Ketua MPR, Ahmad Muzani, menegaskan bahwa amendemen UUD 1945 bukanlah solusi instan untuk menyelesaikan setiap masalah yang dihadapi. Proses amendemen harus melalui tahap panjang dan transparan, serta melibatkan partisipasi penuh dari masyarakat. Muzani menekankan pentingnya konsensus luas dalam melakukan perubahan konstitusi, sehingga tidak boleh didasarkan pada kepentingan pribadi atau kelompok tertentu. Amendemen konstitusi harus mencerminkan kesepakatan dari seluruh elemen bangsa, bukan hanya dari segelintir orang.
MPR sebagai lembaga tertinggi harus tetap relevan dan menjadi pedoman bagi seluruh rakyat Indonesia. Untuk itu, diperlukan kajian objektif dan mendalam terhadap sistem ketatanegaraan, termasuk evaluasi terhadap efektivitas sistem presidensil yang ada saat ini. Sejak berdirinya Indonesia, UUD 1945 telah mengalami empat kali amendemen, dengan amendemen terakhir dilakukan pada tahun 2002. Meskipun beberapa kali muncul wacana tentang amendemen kelima, namun keputusan tersebut sering kali terkait dengan agenda politik.

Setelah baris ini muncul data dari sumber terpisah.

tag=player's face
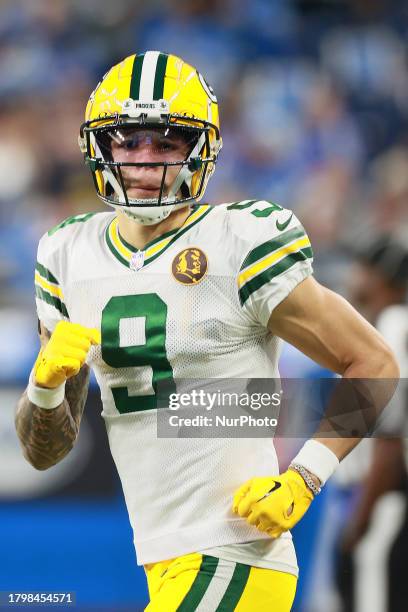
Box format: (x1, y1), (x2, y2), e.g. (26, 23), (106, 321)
(110, 127), (195, 199)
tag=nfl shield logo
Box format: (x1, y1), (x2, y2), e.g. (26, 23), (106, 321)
(130, 251), (144, 272)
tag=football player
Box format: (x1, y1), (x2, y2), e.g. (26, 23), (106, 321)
(16, 51), (397, 612)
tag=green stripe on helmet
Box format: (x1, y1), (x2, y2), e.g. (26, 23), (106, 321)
(129, 53), (145, 100)
(153, 53), (169, 100)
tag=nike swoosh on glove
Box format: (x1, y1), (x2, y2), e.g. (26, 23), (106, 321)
(232, 469), (314, 538)
(34, 321), (101, 389)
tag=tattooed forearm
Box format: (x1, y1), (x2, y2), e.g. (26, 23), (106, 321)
(15, 365), (89, 470)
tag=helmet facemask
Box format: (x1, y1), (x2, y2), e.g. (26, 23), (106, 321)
(80, 113), (219, 224)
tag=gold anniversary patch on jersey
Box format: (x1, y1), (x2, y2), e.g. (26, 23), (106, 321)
(171, 247), (208, 285)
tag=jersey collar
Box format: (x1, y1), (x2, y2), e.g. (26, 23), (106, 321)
(105, 204), (213, 268)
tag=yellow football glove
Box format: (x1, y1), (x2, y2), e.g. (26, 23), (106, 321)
(232, 470), (314, 538)
(34, 321), (101, 389)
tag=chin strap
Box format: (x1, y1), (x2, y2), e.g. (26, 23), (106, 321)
(167, 133), (205, 198)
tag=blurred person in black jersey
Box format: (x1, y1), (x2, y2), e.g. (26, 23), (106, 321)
(336, 235), (408, 612)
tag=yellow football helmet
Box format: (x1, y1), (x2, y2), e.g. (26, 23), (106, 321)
(79, 51), (222, 224)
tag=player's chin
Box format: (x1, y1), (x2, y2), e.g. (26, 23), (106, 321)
(126, 187), (164, 200)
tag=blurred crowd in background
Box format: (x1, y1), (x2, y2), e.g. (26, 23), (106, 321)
(0, 0), (408, 611)
(0, 0), (408, 307)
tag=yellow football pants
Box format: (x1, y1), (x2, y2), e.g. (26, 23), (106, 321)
(144, 553), (297, 612)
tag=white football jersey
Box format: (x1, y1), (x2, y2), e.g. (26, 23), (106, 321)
(35, 201), (312, 573)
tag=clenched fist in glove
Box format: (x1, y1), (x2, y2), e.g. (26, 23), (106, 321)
(232, 469), (314, 538)
(33, 321), (101, 389)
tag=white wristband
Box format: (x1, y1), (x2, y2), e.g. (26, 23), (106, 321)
(291, 440), (340, 485)
(27, 372), (65, 410)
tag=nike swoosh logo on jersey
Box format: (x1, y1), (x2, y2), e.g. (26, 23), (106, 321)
(258, 482), (282, 501)
(276, 213), (293, 232)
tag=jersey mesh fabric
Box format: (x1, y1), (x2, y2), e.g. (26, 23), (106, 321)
(37, 206), (311, 569)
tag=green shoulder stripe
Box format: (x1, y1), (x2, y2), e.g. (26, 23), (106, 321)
(35, 285), (69, 318)
(35, 261), (59, 285)
(240, 227), (306, 271)
(48, 212), (98, 236)
(239, 247), (313, 306)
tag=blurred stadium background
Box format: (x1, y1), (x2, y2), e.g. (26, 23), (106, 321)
(0, 0), (408, 612)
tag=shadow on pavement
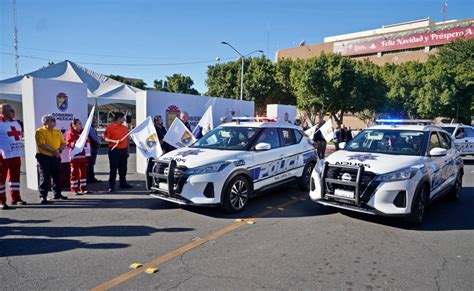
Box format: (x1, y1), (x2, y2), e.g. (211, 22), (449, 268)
(0, 224), (194, 257)
(341, 187), (474, 231)
(0, 225), (194, 238)
(0, 238), (129, 257)
(463, 159), (474, 166)
(184, 186), (337, 219)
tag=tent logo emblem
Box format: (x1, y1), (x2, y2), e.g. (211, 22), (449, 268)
(181, 131), (192, 145)
(166, 105), (181, 128)
(56, 92), (69, 112)
(146, 134), (158, 148)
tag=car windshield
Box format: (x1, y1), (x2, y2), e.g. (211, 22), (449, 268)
(344, 129), (425, 156)
(191, 126), (259, 150)
(441, 126), (456, 134)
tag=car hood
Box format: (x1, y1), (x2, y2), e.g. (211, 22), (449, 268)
(326, 150), (422, 174)
(159, 147), (242, 169)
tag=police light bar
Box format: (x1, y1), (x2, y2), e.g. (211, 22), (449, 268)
(232, 117), (278, 124)
(375, 119), (433, 125)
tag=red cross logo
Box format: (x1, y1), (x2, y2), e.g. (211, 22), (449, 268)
(7, 126), (21, 140)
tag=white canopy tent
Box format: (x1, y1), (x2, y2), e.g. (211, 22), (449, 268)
(0, 61), (142, 107)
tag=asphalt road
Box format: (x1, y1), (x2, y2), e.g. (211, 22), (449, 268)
(0, 155), (474, 290)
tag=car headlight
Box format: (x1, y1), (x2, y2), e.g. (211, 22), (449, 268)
(375, 168), (418, 182)
(186, 162), (230, 175)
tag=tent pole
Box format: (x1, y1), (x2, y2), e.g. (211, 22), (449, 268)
(95, 97), (99, 128)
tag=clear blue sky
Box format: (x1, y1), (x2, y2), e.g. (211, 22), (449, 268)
(0, 0), (474, 92)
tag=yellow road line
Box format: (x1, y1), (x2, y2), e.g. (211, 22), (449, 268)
(91, 195), (306, 291)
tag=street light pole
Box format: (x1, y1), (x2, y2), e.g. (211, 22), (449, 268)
(221, 41), (263, 101)
(240, 56), (245, 101)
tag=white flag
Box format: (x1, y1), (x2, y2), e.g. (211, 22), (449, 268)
(319, 119), (334, 142)
(69, 106), (95, 158)
(0, 121), (25, 160)
(304, 125), (316, 139)
(163, 118), (196, 149)
(193, 105), (214, 139)
(129, 116), (163, 159)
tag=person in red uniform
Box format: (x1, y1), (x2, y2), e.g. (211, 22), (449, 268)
(104, 112), (133, 192)
(0, 103), (26, 209)
(66, 118), (92, 195)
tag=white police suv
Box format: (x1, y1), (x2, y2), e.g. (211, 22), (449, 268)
(438, 123), (474, 156)
(147, 119), (318, 212)
(310, 121), (463, 225)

Pada tahun 2021, Ketua MPR sebelumnya, Bambang Soesatyo, mengusulkan amendemen konstitusi dengan menambahkan Pokok-Pokok Haluan Negara (PPHN). Wacana ini disorot karena berkaitan dengan perpanjangan masa jabatan presiden, dimana Presiden Jokowi telah menghabiskan setengah periode kedua masa jabatannya. Konstitusi saat ini membatasi masa jabatan presiden hanya dua periode dengan masing-masing periode lima tahun. Sehingga, amendemen konstitusi perlu dijaga agar tetap relevan dan sesuai dengan kebutuhan bangsa Indonesia.